Ne è scaturito un vero e proprio, impegnativo, denso e suggestivo, programma di lavoro, che torna orgogliosamente alle origini, ricostruisce, come forse finora non era mai accaduto con tanta chiarezza, una propria genealogia politica (dal pentapartito anticomunista pre-'89 a Bettino Craxi, non a caso tutti liquidati a loro tempo dalla protervia eversiva di magistrati di sinistra, anticipatori di quelli che oggi perseguitano lui), si spinge con grande sicumera fino alla fine della legislatura, si propone di riempire i prossimi due anni di tutti gli strumenti atti a vincere di nuovo le elezioni, va ancora oltre, disegna a tutto tondo un ritratto dell'Italia da ricostruire.

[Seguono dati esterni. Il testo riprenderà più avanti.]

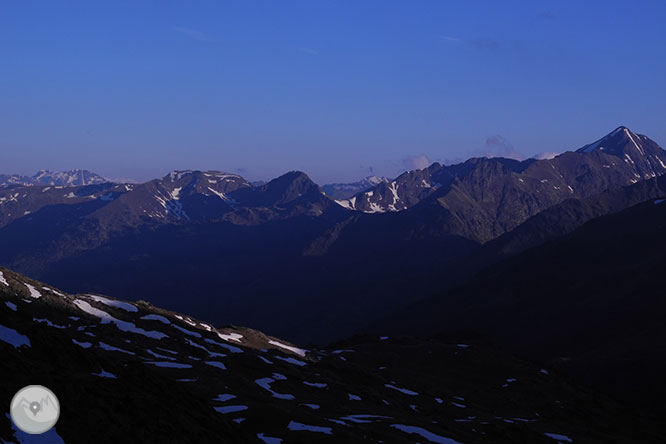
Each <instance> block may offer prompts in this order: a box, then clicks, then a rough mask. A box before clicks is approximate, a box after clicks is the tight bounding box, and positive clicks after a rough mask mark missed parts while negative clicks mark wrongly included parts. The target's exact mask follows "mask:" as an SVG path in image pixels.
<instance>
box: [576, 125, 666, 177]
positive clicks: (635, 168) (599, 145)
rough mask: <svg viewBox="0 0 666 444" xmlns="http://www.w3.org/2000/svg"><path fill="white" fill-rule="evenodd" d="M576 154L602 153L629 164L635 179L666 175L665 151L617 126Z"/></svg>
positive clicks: (647, 141)
mask: <svg viewBox="0 0 666 444" xmlns="http://www.w3.org/2000/svg"><path fill="white" fill-rule="evenodd" d="M576 152H577V153H584V154H591V153H604V154H607V155H611V156H616V157H619V158H621V159H622V161H624V162H626V163H627V164H630V165H631V166H632V167H633V169H634V172H635V177H636V179H639V180H640V179H649V178H651V177H655V176H658V175H661V174H664V173H666V151H664V150H663V149H662V148H661V147H660V146H659V145H657V144H656V143H655V142H654V141H653V140H651V139H650V138H648V137H647V136H644V135H642V134H636V133H634V132H632V131H631V130H630V129H629V128H627V127H626V126H619V127H617V128H616V129H614V130H613V131H611V132H610V133H608V134H607V135H606V136H604V137H602V138H601V139H599V140H597V141H596V142H593V143H591V144H589V145H585V146H584V147H582V148H580V149H578V150H576Z"/></svg>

Nella sostanza questo discorso, questo programma di lavoro si può legittimamente considerare come il vero, autentico Manifesto di una visione pre e para-dittatoriale dell'agire politico in Italia. Suggerirei, a chi ne ha i mezzi tecnici, di rivedere il filmato al rallentatore, isolando, e tornando più volte a rivedere, i momenti culminanti di tale discorso, che andrebbero uno per uno ritrasmessi e illustrati per la chiarezza interpretativa di ascoltatori ed elettori. Come in tutte le progettazioni politiche che si rispettino, la costruzione del nuovo è preceduta dalla decostruzione del vecchio: e qui la decostruzione è totale. Il forsennato odio per qualsiasi forma di «giudizio» (l'Unto del Signore non può essere giudicato) mette al centro del programma l'annichilimento della macchina giudiziaria italiana, l'avvilimento subalterno, quasi servile, dei pm, la separazione e insieme lo smembramento delle funzioni, la persecuzione, minacciata e gridata, dei giudici e dei pm che fanno il loro lavoro, la subalternità della magistratura al potere politico.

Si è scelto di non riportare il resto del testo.